Kılıçdaroğlu “Hükümet eşittir hırsızlık” dedi, “Başbakan’ın derdinin cebini doldurmak olduğunu” ve “Yolsuzluğa bulaşan yakınlarını koruduğunu” söyledi. Erdoğan “Bana hakaret ediliyor” diye 100 bin liralık tazminat davası açtı. Mahkeme ise kararında tazminat talebini reddetti. Son olarak Yargıtay deliller isabetli diye mahkemenin kararını onadı.
Dönemin Başbakanı Erdoğan’ın şikayetçi olduğu konuşmayı Genel Başkan Kemal Kılıçdaroğlu 21.02.2012 tarihinde CHP Grubu’nda yaptı ve şunları söyledi;
Atalarımızın güzel bir lafı var; “beterin beteri varmış” derler, evet, beterin beteri vardır.
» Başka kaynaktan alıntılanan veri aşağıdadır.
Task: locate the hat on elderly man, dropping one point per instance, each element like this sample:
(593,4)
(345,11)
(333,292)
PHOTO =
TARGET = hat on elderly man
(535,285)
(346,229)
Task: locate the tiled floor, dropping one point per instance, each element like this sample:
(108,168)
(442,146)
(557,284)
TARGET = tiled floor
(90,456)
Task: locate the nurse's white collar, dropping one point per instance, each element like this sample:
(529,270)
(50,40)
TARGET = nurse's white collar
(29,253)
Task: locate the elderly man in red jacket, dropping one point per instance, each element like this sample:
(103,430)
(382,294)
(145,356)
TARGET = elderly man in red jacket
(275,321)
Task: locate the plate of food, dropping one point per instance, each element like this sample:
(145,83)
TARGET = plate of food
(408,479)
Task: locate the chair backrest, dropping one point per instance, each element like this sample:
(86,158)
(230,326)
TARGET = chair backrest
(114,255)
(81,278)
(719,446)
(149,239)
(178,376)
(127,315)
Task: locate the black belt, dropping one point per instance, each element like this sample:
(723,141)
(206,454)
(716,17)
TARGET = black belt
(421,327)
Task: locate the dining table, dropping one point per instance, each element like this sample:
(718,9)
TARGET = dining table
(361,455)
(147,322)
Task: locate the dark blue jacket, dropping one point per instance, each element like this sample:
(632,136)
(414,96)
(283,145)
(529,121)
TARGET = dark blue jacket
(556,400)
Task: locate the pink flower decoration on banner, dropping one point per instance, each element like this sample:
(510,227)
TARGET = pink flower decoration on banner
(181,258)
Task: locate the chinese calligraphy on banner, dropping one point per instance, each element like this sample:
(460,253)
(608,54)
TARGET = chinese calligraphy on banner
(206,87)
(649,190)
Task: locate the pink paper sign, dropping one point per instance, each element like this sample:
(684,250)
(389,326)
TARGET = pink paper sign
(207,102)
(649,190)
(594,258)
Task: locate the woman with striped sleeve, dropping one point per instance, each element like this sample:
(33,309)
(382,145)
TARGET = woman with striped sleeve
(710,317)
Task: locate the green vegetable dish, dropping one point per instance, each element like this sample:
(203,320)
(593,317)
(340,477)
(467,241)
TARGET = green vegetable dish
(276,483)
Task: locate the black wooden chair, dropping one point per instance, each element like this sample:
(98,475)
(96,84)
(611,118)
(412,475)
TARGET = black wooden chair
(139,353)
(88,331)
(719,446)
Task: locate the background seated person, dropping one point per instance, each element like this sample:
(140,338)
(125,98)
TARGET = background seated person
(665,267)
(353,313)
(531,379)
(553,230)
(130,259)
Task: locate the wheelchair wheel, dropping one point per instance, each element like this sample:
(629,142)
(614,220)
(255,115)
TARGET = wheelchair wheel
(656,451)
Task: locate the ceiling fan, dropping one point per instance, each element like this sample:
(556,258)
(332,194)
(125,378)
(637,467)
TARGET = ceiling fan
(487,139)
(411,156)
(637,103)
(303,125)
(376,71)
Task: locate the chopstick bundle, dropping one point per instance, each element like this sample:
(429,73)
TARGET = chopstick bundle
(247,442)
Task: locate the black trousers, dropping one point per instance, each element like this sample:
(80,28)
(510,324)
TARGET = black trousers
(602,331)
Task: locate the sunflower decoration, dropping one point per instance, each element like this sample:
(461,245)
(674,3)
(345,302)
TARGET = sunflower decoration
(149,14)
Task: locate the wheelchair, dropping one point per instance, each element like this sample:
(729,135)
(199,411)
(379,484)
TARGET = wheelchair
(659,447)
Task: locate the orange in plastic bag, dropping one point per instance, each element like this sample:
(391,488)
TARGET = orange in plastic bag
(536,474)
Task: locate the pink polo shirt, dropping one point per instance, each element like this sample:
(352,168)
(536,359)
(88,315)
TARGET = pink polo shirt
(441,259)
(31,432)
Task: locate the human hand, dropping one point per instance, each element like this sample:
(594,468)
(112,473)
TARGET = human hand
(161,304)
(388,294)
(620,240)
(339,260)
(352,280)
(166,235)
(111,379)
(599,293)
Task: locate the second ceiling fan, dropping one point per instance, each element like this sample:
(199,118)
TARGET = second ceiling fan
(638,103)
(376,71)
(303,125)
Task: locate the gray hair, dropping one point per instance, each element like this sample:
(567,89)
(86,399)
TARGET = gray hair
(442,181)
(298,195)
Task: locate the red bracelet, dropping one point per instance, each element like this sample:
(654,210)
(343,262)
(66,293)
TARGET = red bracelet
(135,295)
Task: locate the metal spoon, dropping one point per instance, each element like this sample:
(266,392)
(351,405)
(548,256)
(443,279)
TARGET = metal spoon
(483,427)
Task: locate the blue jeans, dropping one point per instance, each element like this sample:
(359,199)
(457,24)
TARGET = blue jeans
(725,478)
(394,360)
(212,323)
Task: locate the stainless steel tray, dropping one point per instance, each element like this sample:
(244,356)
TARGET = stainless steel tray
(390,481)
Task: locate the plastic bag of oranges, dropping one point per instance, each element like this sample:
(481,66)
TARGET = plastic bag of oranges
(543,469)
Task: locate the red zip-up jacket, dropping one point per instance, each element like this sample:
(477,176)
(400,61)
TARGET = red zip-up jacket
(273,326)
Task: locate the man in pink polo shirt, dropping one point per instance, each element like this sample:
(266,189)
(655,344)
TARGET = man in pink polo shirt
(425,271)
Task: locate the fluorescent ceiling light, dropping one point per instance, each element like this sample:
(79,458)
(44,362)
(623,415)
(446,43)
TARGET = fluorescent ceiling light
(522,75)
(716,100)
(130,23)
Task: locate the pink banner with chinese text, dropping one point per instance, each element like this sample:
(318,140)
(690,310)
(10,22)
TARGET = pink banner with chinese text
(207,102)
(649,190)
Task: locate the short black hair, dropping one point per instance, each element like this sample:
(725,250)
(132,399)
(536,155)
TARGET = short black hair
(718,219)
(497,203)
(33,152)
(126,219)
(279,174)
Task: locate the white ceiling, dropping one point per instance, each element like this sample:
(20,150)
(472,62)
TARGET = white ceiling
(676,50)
Daha önce birçok hırsızlık görmüşüz, hepimiz hayatımızda şu veya bu şekilde tanık da olmuşuzdur. Ama, bu Hükümet sayesinde çok farklı hırsızlıklarla karşı karşıya kaldık. Duymadığımız, bilmediğimiz, aklımıza gelmeyen hırsızlık türlerini bu Hükümet zamanında öğrendik.
Hükümet eşittir hırsızlık. Bu noktaya kadar taşıdılar bunlar.
Hırsızlık literatüründe olmayan pek çok kavramı da bu hükümetin sayesinde öğrenmiş olduk. Hiç sizin aklınıza fitre hırsızlığı gelir miydi? Sadakadan hırsızlık yapmaya başladılar, kurbandan hırsızlık yapmaya başladılar.
Bu şeytanın aklına bile gelmeyen hırsızlığı yapanlar ne hikmetse Başbakanın kankaları arasından çıkıyor. Bunlar Başbakanın yakın arkadaşları. Hatta bunlardan birisi onların iş ortağı. O iş ortağının diğer adı, namı, yürüyen adı, köstebektir. Yani, fitre hırsızlarının özel istihbaratçısı. Fitreyi çalacaksın, hırsızlık yapacaksın, polis gelip basacak, önceden haber vereceksin, onun özel istihbaratçılığını yapacaksın.